Have you considered the form in which you are holding your assets and investments?
The differential between the income and capital gains tax rates is now 32 percent. In addition, following the Budget on 23 March 2011, Entrepreneurs' Relief has been doubled so that, for those who qualify, from 6 April 2011 the first £10 million of capital gains will now be taxed at 10 percent. Both of these measures mean capital returns have a significant tax advantage over income returns.
Certain investment structures will be at an advantage where returns are taxable at the capital gains tax rate rather than as income. Strategies which allow income to accumulate in tax efficient ways may also be of interest. Whilst assets values are still relatively low, changing investment structures could be explored, so than any future returns deliver your longer term objectives.
Investment structures can take many different forms. You may want to consider:
- holding investments in a 'wrapper' rather than holding direct investment in individual assets;
- vehicles for trading, property holding or wider investment activities combined with tax efficient extraction techniques;
- how investments are held across the family as this can affect the tax rate applied to returns.

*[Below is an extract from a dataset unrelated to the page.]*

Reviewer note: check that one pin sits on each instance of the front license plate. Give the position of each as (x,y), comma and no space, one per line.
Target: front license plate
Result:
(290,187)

There is considerable uncertainty over how long the rate of capital gains tax will remain at 18 percent. The key question is whether the capital gains tax rate change has merely been postponed. It is possible that tax rates might change in the future and therefore careful consideration should be given to all the issues before making any irreversible alterations to your investment structures.
If an individual is moving abroad or is likely to be working outside the UK for a period of time it is important to address the tax implications of temporary or longer term emigration.